Beginners, when converting this kind of output to HTML, sometimes are facing problems on dealing with this namespace. Matching the elements is one of them and removing that namespace from the resulting HTML documents is the other. I've even seen some Cocoon Live Sites still bearing this namespace within HTML pages, even though (non-X)HTML standards do not allow any namespace.

The solution is quite easy. The XSLT Standard says:
NOTE: When a stylesheet uses a namespace declaration only for the purposes of addressing the source tree, specifying the prefix in the exclude-result-prefixes attribute will avoid superfluous namespace declarations in the result tree.
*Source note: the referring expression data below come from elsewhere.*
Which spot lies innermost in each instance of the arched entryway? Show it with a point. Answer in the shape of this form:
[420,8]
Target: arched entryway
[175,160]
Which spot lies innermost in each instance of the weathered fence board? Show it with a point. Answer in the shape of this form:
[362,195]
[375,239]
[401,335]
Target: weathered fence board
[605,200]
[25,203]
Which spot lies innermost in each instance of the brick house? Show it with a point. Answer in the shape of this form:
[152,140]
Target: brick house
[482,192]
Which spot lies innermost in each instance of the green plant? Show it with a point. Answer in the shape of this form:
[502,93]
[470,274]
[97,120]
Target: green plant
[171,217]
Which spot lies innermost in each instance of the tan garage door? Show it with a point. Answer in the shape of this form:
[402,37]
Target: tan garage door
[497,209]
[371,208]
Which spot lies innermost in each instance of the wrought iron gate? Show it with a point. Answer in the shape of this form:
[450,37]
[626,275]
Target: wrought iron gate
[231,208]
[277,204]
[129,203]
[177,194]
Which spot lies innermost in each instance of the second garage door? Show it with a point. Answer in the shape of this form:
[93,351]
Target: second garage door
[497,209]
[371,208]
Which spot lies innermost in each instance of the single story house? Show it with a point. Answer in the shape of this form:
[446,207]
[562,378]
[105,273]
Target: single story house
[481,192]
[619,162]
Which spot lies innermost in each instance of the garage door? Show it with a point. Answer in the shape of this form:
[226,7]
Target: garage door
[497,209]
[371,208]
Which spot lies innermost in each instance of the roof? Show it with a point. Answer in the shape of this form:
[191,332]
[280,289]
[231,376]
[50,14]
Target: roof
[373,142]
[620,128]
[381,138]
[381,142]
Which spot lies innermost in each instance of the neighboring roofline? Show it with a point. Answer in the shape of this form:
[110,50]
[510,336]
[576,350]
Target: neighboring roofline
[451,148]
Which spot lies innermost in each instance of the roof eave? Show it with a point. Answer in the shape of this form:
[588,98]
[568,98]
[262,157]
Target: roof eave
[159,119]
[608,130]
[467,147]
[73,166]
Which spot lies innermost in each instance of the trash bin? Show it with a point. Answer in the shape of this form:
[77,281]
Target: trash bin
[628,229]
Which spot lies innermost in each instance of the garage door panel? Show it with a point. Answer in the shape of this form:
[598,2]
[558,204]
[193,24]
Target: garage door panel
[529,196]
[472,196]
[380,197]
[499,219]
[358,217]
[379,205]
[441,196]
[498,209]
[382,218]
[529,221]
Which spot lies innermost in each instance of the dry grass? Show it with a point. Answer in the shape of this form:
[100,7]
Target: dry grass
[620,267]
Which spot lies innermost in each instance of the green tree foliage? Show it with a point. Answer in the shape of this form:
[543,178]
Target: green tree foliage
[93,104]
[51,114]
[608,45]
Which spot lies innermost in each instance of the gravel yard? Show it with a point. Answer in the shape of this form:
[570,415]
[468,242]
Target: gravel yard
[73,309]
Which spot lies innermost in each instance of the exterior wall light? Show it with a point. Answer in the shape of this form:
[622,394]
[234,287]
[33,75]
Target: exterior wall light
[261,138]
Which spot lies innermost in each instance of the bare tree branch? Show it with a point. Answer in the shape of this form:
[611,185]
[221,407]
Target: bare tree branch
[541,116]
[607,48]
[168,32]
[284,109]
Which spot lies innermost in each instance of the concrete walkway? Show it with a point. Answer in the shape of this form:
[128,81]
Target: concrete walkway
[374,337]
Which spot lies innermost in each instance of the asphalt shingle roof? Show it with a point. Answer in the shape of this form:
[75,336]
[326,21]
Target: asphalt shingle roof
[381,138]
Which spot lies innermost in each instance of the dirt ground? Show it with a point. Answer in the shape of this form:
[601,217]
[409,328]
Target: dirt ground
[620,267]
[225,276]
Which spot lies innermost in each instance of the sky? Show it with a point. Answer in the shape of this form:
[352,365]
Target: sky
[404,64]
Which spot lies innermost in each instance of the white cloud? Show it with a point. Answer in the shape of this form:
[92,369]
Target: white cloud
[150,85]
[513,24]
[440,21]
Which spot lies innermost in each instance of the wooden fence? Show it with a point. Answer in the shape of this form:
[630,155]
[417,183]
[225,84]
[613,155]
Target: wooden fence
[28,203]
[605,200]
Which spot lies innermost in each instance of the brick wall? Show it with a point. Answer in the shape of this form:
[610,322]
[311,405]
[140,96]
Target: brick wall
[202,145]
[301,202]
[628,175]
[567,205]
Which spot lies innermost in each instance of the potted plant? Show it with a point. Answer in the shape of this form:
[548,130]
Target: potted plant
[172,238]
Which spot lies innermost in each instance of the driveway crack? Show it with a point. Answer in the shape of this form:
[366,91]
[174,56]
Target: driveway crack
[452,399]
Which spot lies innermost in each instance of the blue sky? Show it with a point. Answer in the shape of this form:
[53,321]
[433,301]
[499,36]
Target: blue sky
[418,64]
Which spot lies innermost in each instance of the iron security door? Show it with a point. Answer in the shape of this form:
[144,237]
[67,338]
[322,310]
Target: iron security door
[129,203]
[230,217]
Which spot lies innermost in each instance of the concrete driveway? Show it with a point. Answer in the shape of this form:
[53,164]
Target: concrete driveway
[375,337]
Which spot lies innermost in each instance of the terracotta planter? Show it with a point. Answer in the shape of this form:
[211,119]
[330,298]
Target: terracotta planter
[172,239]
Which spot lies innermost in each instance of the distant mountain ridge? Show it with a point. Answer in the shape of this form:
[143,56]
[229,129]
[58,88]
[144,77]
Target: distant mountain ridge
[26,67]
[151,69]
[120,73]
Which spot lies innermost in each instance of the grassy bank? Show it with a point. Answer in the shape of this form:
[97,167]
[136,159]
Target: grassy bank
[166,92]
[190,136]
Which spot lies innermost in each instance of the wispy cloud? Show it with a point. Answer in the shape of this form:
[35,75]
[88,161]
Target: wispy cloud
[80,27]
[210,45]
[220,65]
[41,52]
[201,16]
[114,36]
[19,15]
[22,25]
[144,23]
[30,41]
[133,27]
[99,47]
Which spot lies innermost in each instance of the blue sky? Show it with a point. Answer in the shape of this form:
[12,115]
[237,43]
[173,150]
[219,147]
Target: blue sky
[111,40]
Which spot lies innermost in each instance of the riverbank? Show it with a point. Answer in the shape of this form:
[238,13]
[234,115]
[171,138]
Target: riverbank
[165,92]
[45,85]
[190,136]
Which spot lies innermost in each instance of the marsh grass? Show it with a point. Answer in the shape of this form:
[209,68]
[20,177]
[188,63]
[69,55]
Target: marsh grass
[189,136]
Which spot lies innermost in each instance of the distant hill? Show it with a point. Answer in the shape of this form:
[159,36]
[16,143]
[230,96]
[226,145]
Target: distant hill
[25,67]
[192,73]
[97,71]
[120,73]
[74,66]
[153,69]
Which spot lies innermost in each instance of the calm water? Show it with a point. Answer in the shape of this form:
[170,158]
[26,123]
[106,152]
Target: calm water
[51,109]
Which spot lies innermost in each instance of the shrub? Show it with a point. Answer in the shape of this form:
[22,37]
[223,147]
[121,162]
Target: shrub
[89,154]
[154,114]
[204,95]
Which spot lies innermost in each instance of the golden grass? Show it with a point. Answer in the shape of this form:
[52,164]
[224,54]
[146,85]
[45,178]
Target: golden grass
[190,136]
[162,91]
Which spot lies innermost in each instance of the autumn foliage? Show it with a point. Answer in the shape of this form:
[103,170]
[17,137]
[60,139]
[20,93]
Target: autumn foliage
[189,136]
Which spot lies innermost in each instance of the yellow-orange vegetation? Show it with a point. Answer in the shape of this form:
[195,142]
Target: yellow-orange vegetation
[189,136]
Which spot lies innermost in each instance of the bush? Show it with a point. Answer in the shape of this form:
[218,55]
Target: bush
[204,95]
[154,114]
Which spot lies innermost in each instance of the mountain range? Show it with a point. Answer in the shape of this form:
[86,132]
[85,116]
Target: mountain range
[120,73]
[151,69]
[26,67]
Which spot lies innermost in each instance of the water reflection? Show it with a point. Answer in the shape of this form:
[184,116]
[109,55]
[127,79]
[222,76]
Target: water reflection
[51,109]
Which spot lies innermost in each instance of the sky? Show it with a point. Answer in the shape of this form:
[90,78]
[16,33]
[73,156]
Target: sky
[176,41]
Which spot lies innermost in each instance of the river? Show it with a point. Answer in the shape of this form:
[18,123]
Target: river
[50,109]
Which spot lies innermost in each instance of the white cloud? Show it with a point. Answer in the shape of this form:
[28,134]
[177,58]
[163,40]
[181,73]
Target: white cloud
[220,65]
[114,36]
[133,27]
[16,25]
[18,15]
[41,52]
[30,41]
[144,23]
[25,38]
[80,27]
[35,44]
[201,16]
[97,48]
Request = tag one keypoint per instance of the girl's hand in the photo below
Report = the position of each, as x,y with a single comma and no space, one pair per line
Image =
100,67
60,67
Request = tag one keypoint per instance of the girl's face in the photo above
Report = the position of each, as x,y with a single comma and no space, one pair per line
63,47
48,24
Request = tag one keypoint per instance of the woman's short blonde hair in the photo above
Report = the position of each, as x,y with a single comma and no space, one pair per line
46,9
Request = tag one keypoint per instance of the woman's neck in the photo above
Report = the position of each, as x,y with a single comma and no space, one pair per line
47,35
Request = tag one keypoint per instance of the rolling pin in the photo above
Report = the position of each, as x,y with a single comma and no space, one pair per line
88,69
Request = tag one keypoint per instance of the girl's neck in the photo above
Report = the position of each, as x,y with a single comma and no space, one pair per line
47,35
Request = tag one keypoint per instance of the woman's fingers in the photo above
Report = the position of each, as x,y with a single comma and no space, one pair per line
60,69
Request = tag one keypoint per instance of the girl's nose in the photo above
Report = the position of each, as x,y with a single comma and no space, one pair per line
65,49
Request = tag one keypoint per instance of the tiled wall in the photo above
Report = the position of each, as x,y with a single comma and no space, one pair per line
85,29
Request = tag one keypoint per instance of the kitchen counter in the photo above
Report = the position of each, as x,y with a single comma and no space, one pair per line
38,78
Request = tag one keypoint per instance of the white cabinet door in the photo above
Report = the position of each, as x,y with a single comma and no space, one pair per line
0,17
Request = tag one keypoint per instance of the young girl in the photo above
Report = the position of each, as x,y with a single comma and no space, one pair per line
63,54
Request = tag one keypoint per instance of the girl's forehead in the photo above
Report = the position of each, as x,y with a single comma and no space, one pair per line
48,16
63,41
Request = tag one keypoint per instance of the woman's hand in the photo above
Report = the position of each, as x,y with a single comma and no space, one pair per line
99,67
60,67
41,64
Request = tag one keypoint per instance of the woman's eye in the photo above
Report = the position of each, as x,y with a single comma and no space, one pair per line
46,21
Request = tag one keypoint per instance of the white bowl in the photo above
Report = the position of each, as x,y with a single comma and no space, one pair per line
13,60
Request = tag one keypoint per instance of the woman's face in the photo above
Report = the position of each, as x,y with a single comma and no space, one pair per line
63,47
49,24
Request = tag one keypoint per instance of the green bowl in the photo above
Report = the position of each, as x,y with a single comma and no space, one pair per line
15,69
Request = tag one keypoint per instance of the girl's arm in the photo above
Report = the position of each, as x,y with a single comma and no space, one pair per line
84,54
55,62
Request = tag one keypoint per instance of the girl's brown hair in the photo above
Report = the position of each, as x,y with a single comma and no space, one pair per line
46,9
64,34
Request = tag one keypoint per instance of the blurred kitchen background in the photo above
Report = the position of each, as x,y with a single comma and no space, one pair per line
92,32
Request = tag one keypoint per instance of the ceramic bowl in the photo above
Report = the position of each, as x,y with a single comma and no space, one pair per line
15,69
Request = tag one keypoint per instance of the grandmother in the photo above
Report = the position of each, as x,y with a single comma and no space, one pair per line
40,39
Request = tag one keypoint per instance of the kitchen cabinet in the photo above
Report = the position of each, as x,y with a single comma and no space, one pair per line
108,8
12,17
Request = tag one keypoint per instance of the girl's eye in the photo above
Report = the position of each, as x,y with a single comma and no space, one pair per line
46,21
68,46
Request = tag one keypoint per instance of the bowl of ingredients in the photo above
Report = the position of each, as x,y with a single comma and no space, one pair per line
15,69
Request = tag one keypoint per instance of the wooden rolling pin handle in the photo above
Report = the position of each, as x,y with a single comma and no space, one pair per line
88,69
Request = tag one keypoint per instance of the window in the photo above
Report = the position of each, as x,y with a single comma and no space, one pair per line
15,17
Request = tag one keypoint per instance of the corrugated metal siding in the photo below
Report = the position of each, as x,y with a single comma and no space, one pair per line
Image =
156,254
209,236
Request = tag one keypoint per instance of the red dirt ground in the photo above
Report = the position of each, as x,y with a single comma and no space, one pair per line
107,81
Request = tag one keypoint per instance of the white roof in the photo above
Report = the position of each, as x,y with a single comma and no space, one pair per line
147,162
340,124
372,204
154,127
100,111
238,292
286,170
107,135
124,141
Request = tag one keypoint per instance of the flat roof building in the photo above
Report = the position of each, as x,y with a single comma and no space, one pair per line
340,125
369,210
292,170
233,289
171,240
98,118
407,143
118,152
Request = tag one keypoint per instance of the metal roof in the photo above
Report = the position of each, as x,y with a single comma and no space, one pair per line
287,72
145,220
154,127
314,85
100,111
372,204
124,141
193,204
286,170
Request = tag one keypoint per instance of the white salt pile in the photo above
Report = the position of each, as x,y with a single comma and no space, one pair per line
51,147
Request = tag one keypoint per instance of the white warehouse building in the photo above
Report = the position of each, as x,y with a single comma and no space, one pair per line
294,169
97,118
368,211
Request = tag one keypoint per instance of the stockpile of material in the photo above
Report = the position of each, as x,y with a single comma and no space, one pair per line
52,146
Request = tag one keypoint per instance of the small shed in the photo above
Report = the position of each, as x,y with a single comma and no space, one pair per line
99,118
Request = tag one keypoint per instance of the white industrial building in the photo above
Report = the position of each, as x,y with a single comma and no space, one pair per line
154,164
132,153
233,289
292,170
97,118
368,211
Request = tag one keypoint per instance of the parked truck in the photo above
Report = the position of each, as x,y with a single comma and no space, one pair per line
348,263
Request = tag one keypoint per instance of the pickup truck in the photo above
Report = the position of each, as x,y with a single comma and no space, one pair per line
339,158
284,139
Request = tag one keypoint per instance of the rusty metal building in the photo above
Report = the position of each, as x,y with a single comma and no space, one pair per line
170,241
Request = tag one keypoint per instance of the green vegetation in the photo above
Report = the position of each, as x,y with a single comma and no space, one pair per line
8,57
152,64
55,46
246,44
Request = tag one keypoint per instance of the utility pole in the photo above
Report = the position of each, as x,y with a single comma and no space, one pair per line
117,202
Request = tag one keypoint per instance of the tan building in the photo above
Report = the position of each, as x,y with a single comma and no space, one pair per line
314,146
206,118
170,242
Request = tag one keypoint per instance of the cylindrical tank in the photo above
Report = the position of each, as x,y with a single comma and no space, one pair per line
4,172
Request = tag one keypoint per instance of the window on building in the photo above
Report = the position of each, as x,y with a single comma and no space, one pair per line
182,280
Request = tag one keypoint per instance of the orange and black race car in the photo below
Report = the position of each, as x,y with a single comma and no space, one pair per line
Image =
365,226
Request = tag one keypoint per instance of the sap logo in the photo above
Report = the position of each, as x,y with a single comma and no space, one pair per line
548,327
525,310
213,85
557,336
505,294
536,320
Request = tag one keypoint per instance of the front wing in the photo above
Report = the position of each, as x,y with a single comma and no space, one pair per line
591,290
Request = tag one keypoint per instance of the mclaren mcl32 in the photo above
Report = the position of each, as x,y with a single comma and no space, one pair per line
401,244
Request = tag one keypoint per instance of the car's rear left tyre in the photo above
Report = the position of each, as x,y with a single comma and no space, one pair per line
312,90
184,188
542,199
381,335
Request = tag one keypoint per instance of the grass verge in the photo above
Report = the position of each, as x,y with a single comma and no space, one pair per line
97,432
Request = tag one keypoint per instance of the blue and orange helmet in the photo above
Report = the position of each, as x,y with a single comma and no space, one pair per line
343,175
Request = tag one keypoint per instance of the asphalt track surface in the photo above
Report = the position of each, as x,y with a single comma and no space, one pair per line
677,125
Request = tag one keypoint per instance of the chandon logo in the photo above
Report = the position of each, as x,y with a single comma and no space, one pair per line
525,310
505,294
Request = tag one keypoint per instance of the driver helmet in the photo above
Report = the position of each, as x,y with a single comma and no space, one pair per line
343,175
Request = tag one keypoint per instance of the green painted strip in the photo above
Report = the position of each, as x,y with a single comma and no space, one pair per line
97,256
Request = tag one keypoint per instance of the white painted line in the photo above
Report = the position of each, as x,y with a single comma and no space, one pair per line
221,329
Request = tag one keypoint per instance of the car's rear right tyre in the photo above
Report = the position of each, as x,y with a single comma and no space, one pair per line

As an example, the following stylesheet will transform DirectoryGenerator's output into an HTML unordered list with no such superfluous namespace:

<?xml version="1.0" encoding="UTF-8"?>
<xsl:stylesheet version="1.0"
		xmlns:dir="http://apache.org/cocoon/directory/2.0" exclude-result-prefixes="dir"
		xmlns:xsl="http://www.w3.org/1999/XSL/Transform">

<xsl:template match="dir:directory|dir:file">
	<li>
		<xsl:value-of select="@name"/>
		<xsl:if test="name(.)='dir:directory'">
			<!-- creating subdirectories -->
			<ul><xsl:apply-templates/></ul>
		</xsl:if>
	</li>
</xsl:template>

<xsl:template match="/dir:directory">
	<ul>
		<xsl:value-of select="@name"/>
		<!-- creating subdirectories -->
		<xsl:apply-templates/>
	</ul>
</xsl:template>

</xsl:stylesheet>

All you need to get rid of the namespace is in line 3.